On Tuesday, July 9th, the world lost a beloved cornerstone of the traditional music world: Toshi-Aline Ohta Seeger, aged 91. Toshi was the wife of Pete Seeger or–perhaps more fittingly–Pete Seeger was the husband of Toshi. She passed away just a few days shy of their 70th Wedding Anniversary.
As Mark Moss (SingOut!) wrote in his tribute, “[Toshi] was a mother, an organizer, an activist and filmmaker … and an essential part of all of her husband’s work.” (singout.org/toshi-seeger-passes)
Toshi was a dear friend to many, including me. And she was tough as nails. She had to be.
Pete was on the road performing and doing benefits for countless organizations through most of their married life, and Toshi kept the home fires burning in their modest log cabin home perched above the Hudson River.
Years ago Pete tacked up a cartoon on one of those cabin walls. It showed a very exhausted housewife holding two children in one arm, washing the dishes with the other, wearing a dirty apron, phone pressed to one ear, saying, “No, my husband’s not at home right now. He’s off saving the world.”
Pete crossed out the word “he’s” and scribbled his own name above it.
Toshi worked tirelessly behind the scenes throughout Pete’s public life.

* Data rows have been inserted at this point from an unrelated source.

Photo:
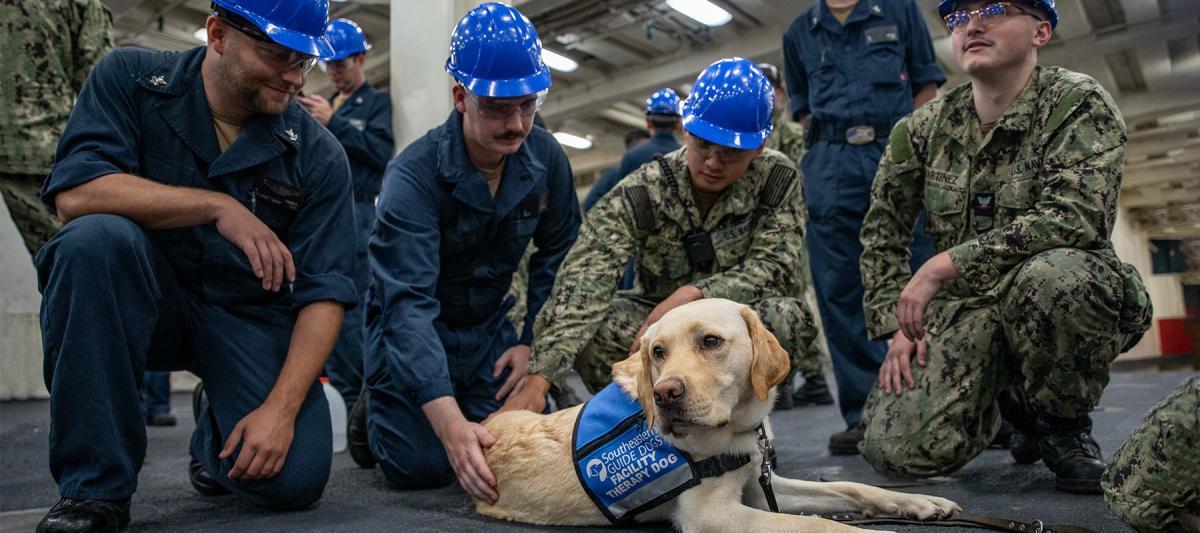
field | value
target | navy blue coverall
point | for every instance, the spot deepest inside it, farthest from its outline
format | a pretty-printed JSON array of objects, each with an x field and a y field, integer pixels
[
  {"x": 442, "y": 259},
  {"x": 859, "y": 73},
  {"x": 363, "y": 124},
  {"x": 118, "y": 298}
]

Pete was the sails. Toshi was the rudder that kept them both afloat. She handled most of the details of their shared life and helped keep Pete humble.
As Pete got older, Toshi made sure that someone was always keeping a close eye on him when he was out on the road. On one occasion I was elected to be that person. When she learned that Pete and I would be performing at the same conference in California, she asked me to pick him up at the airport, stay at the same place, and drive Pete wherever he needed to be.

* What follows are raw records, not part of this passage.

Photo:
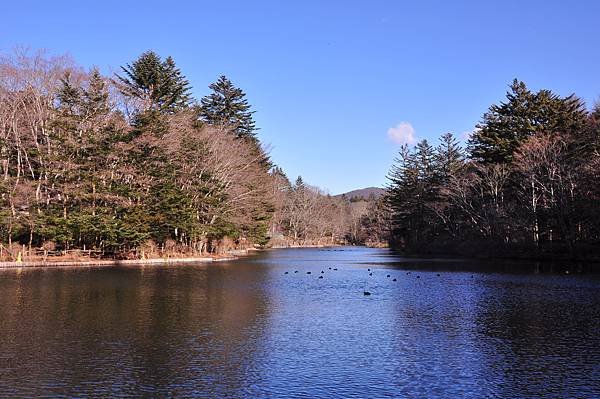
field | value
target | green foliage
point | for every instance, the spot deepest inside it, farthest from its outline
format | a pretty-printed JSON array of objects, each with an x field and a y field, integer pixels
[
  {"x": 227, "y": 106},
  {"x": 506, "y": 125},
  {"x": 158, "y": 84}
]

In later years, as this amazingly strong and independent woman needed twenty-four hour care, it was Pete and their daughter Tinya watching over Toshi.
I learned about Toshi’s passing from a neighbor walking her dog by our home yesterday. She asked if I had heard about Toshi Seeger passing away. I hadn’t.

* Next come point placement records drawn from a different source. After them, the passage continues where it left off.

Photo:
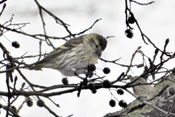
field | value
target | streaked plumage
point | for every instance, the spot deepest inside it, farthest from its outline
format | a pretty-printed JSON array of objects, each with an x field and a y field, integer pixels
[{"x": 74, "y": 55}]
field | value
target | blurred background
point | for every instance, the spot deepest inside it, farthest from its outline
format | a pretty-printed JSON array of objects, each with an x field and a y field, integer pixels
[{"x": 156, "y": 21}]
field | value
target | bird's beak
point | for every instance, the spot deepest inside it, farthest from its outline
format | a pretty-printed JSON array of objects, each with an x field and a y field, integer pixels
[{"x": 99, "y": 52}]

My neighbor heard about her death through what my First Nation friends call the “moccasin express.” A sister had died, and the people knew it. Which is how Toshi lived her life: Close to the ground and close to the people. Just how it should be.
There will never be another Toshi-Aline Ohta Seeger, but her life and legacy will no doubt inspire countless others to walk their talk in her footsteps.